St Helena housed several prisoners from the Australian Shearers Strike of 1890 who were sentenced to three years’ imprisonment. These included Julian Stuart, George Taylor and William Hamilton, who later became Labor members of parliament. William Hamilton was elected President of the Queensland Legislative Council in 1920.
In 1921, the government announced that the prison was to be phased out and become a farm colony for well-behaved and trusted prisoners, and by 1932, the last prisoner left the island.
In 1979, the Island was gazetted as a National Park, and in 1980 as a Historic Area managed by the Department of Environment and Conservation for its historic value.
Between 1982 and 2025, a private operator ran a catamaran called the ‘Cat o’Nine Tails’ between the island and the mainland. However, in August 2025, it sank at its moorings in Manly Harbour. Since then, day tours are no longer available, and the island is now devoid of any visitors.

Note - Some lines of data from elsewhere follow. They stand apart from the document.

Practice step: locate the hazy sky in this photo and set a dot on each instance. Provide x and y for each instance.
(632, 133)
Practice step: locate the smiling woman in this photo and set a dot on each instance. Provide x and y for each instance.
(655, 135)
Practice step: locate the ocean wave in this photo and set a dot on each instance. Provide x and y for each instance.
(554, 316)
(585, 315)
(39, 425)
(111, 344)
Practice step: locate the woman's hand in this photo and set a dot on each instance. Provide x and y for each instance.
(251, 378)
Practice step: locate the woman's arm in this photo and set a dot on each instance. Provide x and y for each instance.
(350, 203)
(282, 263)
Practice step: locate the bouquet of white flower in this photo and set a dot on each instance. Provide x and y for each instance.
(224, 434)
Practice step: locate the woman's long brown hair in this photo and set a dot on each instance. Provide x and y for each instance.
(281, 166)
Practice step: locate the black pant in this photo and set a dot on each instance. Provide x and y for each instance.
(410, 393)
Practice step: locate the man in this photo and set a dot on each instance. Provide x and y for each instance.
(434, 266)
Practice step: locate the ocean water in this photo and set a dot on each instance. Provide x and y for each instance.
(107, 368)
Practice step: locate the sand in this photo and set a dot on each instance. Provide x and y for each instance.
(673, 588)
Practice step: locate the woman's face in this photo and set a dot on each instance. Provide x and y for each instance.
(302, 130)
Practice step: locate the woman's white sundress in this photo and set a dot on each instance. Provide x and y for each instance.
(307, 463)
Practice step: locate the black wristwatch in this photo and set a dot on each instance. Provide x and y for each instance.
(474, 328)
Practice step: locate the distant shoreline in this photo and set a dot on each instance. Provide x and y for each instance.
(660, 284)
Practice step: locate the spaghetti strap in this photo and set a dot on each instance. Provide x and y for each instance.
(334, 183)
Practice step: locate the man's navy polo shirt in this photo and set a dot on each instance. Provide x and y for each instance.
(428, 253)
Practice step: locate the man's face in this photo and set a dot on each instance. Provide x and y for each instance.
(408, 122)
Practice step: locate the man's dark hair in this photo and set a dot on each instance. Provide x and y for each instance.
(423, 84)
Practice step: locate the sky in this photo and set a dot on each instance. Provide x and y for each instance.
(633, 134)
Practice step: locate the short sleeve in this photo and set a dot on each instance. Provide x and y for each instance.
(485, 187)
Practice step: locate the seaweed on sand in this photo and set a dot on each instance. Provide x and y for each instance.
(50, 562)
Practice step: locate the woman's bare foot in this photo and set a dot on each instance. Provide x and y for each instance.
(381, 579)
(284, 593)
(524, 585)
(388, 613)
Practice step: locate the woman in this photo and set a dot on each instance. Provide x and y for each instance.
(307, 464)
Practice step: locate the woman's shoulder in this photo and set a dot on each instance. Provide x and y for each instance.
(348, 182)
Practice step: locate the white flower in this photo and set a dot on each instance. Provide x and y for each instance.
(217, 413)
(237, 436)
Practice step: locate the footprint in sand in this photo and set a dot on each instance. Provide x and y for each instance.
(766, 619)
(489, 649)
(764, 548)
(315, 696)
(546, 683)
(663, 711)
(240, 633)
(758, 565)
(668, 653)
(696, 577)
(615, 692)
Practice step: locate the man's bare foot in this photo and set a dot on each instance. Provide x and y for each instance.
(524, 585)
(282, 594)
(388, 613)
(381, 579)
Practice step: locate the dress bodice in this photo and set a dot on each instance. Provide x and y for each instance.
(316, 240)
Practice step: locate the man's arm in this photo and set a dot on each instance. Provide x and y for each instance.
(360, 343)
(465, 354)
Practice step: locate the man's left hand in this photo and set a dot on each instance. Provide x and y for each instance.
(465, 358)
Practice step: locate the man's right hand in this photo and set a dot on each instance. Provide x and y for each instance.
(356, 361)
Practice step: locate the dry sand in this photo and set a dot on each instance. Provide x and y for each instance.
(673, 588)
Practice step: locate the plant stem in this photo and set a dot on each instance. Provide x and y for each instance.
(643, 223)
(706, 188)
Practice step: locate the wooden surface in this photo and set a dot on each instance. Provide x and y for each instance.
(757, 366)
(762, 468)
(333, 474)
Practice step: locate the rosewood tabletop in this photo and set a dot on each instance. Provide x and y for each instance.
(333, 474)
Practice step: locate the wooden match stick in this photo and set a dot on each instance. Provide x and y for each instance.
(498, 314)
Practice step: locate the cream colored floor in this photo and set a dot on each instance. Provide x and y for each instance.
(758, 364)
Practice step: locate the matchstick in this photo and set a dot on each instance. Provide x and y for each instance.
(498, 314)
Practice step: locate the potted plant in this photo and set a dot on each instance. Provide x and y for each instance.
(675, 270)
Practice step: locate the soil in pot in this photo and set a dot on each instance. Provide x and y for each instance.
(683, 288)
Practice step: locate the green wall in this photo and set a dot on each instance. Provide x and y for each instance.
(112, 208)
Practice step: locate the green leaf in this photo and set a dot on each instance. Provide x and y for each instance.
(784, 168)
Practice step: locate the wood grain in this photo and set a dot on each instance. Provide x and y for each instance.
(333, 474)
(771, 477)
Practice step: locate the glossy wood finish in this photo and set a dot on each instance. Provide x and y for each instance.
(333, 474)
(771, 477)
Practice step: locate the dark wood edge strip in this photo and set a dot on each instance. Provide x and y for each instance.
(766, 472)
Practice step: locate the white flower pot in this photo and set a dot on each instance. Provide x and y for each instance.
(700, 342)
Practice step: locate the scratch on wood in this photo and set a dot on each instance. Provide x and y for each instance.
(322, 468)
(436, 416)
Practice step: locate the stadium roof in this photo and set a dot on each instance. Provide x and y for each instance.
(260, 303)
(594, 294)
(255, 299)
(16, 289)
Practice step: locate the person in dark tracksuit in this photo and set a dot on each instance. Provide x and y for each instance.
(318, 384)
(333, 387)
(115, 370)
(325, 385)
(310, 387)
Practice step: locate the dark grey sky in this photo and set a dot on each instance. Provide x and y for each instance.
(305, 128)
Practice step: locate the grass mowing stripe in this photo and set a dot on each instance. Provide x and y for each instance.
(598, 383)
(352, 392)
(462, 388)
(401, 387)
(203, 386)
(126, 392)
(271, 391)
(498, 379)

What a waste of a wonderful opportunity to show overseas visitors coming to Brisbane for the Olympic Games, the island that for 67 years was a penal settlement that housed over 300 prisoners. Unfortunately, many of the original buildings have been dismantled or destroyed; only 7% of the original structures remain, and those were built from beach rock or brick. The State Government or private entrepreneurs should invest in restoring and rebuilding the original structures based on the initial plans, to develop it as a working penal settlement that the tourism industry will be proud of.